(I have found some links to customising an initial install like this one and this one, but unless I’m missing something – which is quite possible, they don’t answer my question)
I’m wanting to set up a minimal WordPress install that users can then run with. I have written a script which downloads the latest wordpress and creates a wp-config.php page with the database settings etc. The first time a user goes to their site, it asks them for a site title, username, password and email address.
As someone created one of these sites and did not proceed to enter their details the site was eventually found and exploited by a hacker. It occurs to me that to fix this problem all I need to do is assign initial details for these fields and communicate them automatically to the site owner – but that seems easier said then done.
On attempting to set up a new blog, I see that the database schema is not created until this install page has run. I’m loathe to create an initial SQL schema and dump it in for fear that newer versions of WordPress will use a different schema, breaking the install process (Is this fear justified?)

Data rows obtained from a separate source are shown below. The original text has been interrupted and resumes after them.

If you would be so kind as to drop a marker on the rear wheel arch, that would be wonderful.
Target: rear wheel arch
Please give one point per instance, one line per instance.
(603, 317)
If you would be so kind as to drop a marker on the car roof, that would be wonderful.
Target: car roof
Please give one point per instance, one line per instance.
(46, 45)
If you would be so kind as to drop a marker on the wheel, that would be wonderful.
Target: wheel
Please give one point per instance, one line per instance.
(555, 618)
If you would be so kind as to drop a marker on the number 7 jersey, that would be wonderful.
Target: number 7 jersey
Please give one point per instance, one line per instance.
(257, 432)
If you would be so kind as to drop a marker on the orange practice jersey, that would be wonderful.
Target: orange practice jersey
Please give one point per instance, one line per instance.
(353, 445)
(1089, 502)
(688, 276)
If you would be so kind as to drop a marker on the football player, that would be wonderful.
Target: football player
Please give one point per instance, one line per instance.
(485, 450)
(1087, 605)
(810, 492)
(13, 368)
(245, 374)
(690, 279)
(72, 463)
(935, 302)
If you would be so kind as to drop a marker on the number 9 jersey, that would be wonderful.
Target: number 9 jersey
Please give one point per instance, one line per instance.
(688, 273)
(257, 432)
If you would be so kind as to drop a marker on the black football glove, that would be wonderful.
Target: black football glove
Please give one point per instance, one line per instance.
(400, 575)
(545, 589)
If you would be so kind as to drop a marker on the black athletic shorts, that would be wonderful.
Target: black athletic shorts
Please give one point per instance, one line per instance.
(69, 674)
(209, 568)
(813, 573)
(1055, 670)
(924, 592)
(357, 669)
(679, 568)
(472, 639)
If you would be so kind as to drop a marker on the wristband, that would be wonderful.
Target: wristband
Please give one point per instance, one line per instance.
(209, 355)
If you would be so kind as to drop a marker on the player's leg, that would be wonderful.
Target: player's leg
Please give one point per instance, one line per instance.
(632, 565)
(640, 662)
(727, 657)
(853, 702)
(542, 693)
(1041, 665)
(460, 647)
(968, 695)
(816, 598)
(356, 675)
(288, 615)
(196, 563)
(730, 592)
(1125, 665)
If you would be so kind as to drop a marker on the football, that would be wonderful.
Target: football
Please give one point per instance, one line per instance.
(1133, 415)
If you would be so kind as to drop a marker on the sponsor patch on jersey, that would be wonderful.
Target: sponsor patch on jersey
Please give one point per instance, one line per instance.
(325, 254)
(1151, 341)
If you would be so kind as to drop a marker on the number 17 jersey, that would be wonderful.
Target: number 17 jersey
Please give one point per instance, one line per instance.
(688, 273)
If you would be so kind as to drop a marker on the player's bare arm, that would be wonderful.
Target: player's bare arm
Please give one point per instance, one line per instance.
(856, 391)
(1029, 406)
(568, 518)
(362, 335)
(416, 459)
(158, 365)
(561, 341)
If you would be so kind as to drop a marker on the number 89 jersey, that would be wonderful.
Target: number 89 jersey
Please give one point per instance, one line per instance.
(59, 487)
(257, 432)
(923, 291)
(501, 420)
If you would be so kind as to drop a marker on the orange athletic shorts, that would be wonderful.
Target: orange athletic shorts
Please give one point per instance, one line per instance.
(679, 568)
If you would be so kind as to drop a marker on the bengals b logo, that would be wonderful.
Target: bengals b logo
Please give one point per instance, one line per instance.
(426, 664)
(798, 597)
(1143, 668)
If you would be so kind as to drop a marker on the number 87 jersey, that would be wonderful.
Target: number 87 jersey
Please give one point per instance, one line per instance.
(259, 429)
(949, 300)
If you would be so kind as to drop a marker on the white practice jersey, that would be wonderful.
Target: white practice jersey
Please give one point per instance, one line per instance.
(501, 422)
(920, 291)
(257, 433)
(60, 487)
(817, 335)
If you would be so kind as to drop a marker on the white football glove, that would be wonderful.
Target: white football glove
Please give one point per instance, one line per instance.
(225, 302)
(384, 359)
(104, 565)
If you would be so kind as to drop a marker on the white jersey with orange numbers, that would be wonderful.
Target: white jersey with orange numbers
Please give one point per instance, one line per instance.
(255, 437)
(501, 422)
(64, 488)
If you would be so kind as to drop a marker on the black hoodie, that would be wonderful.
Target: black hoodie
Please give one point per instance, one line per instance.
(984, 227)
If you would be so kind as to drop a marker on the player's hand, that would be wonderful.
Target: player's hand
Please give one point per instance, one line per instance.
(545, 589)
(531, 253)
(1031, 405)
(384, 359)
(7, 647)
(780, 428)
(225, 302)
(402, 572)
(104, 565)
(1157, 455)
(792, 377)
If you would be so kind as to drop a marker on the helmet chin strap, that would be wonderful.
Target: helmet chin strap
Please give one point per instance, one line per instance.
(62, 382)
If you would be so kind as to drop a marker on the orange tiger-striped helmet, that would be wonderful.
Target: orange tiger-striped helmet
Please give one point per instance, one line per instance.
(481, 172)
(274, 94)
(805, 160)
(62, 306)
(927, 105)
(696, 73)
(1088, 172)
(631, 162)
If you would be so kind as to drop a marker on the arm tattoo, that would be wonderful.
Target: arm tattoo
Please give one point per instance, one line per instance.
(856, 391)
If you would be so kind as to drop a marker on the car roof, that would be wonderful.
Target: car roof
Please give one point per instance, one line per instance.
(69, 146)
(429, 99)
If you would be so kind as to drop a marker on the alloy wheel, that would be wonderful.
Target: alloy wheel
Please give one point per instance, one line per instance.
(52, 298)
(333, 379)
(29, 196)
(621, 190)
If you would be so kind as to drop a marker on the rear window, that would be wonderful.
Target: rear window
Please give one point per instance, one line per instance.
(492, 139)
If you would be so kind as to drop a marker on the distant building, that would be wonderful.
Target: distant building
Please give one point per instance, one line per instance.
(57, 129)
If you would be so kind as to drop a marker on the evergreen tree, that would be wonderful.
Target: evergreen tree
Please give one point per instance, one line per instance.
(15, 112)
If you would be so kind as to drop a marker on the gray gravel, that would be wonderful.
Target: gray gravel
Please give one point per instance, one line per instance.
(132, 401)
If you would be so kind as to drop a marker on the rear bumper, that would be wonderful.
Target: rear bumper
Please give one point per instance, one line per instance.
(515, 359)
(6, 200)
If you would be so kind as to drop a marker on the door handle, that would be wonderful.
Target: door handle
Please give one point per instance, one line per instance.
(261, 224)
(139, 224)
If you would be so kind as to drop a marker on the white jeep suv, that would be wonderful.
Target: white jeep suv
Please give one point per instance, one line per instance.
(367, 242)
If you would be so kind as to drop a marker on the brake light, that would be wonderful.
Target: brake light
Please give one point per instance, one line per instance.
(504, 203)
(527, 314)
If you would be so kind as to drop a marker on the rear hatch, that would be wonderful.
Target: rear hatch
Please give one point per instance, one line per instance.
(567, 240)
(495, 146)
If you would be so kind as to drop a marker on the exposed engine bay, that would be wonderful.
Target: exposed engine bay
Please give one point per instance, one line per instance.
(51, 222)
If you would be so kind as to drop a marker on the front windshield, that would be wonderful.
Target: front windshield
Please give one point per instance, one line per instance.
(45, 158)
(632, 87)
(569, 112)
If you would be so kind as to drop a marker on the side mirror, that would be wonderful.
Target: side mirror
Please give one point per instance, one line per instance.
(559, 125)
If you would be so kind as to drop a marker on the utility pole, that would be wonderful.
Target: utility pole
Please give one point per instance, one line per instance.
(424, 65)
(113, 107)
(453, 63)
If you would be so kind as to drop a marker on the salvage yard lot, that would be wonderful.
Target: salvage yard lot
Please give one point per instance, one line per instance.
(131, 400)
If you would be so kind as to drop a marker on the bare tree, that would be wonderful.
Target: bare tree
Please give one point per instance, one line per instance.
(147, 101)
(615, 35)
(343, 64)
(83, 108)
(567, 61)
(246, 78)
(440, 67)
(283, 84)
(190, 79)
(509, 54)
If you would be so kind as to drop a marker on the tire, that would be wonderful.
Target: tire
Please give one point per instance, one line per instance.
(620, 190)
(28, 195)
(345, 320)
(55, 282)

Is there a way I can go about programatically handling the “install.php” stuff – or at least have wordpress automatically create the schema and defaults so I can prepopulate a username and password ?
(It strikes me that as an alternative I can probably play around with password protecting install.php in Apache with a .htaccess file, but that does not seem like an elegant solution to me)
3 Answers
I’d highly recommend WP-CLI for such tasks. It is a tool that allows installation and configuration of WordPress on the command line.
What you are trying could easily be done:
wp core download
wp core config --dbname=<dbname> --dbuser=<dbuser> --dbpass=<dbpass>
wp core install --url=<url> --title=<site-title> --admin_user=<username> --admin_password=<password> --admin_email=<email>
There are a lot of other commands that you can use to customize your installation even further.